This is the first data structure we’ve worked on where performance can reasonably be tested. How does the new F# version of the code compare to the original C#? Where can performance be improved?

I used BenchmarkDotNet to generate the comparisons below. It makes benchmarking fun.

I want to make sure I’m not making egregiously stupid errors in writing the new F# code, a concern given my lack of experience in the language. I also wonder about the performance differences of certain constructs in F#.

Transiency

The first test compares creation of PersistentVectors via transiency. That is probably the simplest code we can look at. I compared to the ClojureCLR C# code (notated as First) against the ClojureCLR.Next F# code (notated as Next for a variety of vector sizes. Sample benchmark code:

[<Benchmark>]
member this.NextTransientConj() =
    let mutable pv =
        (Clojure.Collections.PersistentVector.EMPTY :> Clojure.Collections.IEditableCollection)
            .asTransient ()

    for i in 0 .. this.size do
        pv <- pv.conj (i)

    pv.persistent ()

I’ll leave out some of the details from the BenchmarkDotNet output, but you’ll get the idea.

Method size Mean Ratio Allocated Alloc Ratio
FirstTransientConj 100 909.5 ns 1.00 4.95 KB 1.00
NextTransientConj 100 951.3 ns 1.05 5.36 KB 1.08
FirstTransientConj 1000 8,502.6 ns 1.00 43.14 KB 1.00
NextTransientConj 1000 8,191.6 ns 0.96 43.55 KB 1.01
FirstTransientConj 10000 110,798.0 ns 1.00 510.69 KB 1.00
NextTransientConj 10000 109,310.5 ns 0.99 511.09 KB 1.00
FirstTransientConj 100000 2,524,123.1 ns 1.00 5831.35 KB 1.00
NextTransientConj 100000 2,596,691.2 ns 1.03 5831.75 KB 1.00

I’ve seen a few percentage points swing between successive runs.

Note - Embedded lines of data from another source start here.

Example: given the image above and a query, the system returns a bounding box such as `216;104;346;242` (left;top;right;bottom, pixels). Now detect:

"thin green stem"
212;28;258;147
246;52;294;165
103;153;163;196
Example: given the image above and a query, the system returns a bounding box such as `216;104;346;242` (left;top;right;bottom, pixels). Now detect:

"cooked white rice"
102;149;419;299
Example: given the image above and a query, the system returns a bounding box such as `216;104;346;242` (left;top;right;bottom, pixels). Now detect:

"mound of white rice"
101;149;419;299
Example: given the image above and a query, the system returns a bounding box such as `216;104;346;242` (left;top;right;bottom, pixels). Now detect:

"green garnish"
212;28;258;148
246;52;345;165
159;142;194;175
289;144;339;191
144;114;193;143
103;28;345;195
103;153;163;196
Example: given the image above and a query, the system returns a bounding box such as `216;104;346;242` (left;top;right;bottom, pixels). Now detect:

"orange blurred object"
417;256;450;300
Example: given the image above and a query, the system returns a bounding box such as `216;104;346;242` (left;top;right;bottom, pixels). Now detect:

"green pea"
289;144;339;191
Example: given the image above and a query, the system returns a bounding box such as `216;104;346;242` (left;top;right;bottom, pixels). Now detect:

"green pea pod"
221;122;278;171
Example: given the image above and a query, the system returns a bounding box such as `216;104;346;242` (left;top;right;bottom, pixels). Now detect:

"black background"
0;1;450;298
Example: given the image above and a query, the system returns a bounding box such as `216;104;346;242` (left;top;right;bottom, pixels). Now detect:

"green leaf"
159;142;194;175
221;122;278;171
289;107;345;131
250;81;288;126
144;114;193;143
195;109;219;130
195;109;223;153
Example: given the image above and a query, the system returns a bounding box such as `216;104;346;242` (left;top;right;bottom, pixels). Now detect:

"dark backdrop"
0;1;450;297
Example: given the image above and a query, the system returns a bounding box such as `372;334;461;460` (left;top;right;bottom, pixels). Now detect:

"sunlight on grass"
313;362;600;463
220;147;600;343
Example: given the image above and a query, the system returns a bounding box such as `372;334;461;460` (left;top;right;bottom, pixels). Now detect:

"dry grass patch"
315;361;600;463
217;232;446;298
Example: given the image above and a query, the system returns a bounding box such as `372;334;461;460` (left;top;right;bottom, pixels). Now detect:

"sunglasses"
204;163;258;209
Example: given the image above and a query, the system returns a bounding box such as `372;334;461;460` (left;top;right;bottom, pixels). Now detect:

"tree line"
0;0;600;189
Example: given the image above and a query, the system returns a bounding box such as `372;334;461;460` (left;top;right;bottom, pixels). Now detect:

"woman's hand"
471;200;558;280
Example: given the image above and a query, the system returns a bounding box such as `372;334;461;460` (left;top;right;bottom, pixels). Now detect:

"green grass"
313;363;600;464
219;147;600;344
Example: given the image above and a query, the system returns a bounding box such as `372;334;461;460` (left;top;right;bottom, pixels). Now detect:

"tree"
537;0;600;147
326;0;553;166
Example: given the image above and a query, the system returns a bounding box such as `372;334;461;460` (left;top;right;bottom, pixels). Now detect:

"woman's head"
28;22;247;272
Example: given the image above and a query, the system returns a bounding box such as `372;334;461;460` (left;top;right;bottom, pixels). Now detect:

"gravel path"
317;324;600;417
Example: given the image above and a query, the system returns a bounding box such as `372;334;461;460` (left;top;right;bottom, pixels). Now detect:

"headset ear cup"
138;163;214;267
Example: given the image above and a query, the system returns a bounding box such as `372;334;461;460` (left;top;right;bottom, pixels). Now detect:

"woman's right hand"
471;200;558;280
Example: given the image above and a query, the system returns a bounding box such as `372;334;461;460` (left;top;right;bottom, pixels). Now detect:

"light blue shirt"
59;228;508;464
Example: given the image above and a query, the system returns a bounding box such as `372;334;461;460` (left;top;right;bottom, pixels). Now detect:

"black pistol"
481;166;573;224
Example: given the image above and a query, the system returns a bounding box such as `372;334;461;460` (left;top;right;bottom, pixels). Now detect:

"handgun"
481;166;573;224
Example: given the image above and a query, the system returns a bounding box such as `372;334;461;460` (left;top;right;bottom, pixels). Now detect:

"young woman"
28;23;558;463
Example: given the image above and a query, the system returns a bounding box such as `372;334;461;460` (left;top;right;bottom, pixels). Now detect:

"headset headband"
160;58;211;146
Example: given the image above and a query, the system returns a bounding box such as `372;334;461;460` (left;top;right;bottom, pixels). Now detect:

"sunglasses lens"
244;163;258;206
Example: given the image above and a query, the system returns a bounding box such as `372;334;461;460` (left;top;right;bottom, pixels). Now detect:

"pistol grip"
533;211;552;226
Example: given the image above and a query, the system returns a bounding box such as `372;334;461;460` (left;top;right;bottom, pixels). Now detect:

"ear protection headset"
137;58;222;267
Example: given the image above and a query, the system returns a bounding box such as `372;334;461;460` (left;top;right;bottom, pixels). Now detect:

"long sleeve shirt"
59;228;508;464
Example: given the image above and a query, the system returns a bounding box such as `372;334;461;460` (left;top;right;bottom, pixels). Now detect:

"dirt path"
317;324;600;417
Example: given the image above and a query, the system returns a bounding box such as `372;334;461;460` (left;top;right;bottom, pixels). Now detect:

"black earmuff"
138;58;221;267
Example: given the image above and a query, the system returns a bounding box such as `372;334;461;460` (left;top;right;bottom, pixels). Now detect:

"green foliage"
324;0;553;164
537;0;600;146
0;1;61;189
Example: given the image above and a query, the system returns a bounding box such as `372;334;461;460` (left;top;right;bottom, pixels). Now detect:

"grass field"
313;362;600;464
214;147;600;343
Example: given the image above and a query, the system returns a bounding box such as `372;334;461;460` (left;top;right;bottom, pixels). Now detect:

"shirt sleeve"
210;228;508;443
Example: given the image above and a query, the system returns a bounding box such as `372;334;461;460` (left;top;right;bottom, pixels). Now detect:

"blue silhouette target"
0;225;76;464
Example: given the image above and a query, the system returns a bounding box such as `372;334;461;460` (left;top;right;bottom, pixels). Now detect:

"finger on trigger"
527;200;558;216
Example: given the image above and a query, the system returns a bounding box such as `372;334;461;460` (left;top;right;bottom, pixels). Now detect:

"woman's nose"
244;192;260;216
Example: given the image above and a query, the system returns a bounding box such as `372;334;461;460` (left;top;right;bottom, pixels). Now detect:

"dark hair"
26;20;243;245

We can call this a dead heat.

While we’re on transients, I did do a comparision of transient vs non-transient versions in the F# code only.

Method size Mean Ratio Allocated Alloc Ratio
NextTransientConj 10 238.9 ns 1.00 1.47 KB 1.00
NextCons 10 321.7 ns 1.35 2.04 KB 1.39
NextTransientConj 100 1,262.7 ns 1.00 5.36 KB 1.00
NextCons 100 3,348.6 ns 2.67 24.16 KB 4.51
NextTransientConj 1000 11,410.0 ns 1.00 43.55 KB 1.00
NextCons 1000 34,894.5 ns 3.08 240.71 KB 5.53
NextTransientConj 10000 143,966.6 ns 1.00 511.09 KB 1.00
NextCons 10000 572,406.2 ns 3.97 2494.45 KB 4.88
NextTransientConj 100000 3,120,521.6 ns 1.00 5831.75 KB 1.00
NextCons 100000 13,182,321.8 ns 4.21 25679.83 KB 4.40

No surprise that transients win. The benchmark on the transients reference page shows a similar ratio. (73.7 vs 19.7 = 3.74 ratio).

Cons

The situation is not quite as good for cons, but not enough to make one overly concerned. The benchmark is almost identical to the one for conj, just not using transients:

[<Benchmark>]
member this.NextCons() =
    let mutable pv =
        Clojure.Collections.PersistentVector.EMPTY :> Clojure.Collections.IPersistentVector

    for i in 0 .. this.size do
        pv <- pv.cons (i)

    pv
Method size Mean Ratio Allocated Alloc Ratio
FirstCons 100 2.409 us 1.00 23.76 KB 1.00
NextCons 100 2.594 us 1.07 24.16 KB 1.02
FirstCons 1000 24.471 us 1.00 240.3 KB 1.00
NextCons 1000 26.581 us 1.09 240.71 KB 1.00
FirstCons 10000 410.706 us 1.00 2494.05 KB 1.00
NextCons 10000 438.763 us 1.07 2494.45 KB 1.00
FirstCons 100000 12,322.450 us 1.00 25679.42 KB 1.00
NextCons 100000 12,389.234 us 1.01 25679.82 KB 1.00

I did come up with one hypothesis to explain some of the difference. If you look at the code for cons, the major work is done in methods pushTail and newPath. They are very simple. I looked at the IL generated from both the F# and the C# code. The IL is almost identical. With one exception. Both methods create little arrays and hook them together. The code to create an array in C#

object[] array = new object[_tail.length+1];

Once you have the size on the stack, the array allocation is just one IL instruction:

newarr [netstandard]System.Object

In the F# code we have

object[] newTail = ArrayModule.ZeroCreate<object>(tail.Length + 1);

We are told this is the preferred mechanizm for creating an array. That translates into

call !!0[] [FSharp.Core]Microsoft.FSharp.Collections.ArrayModule::ZeroCreate<object>(int32)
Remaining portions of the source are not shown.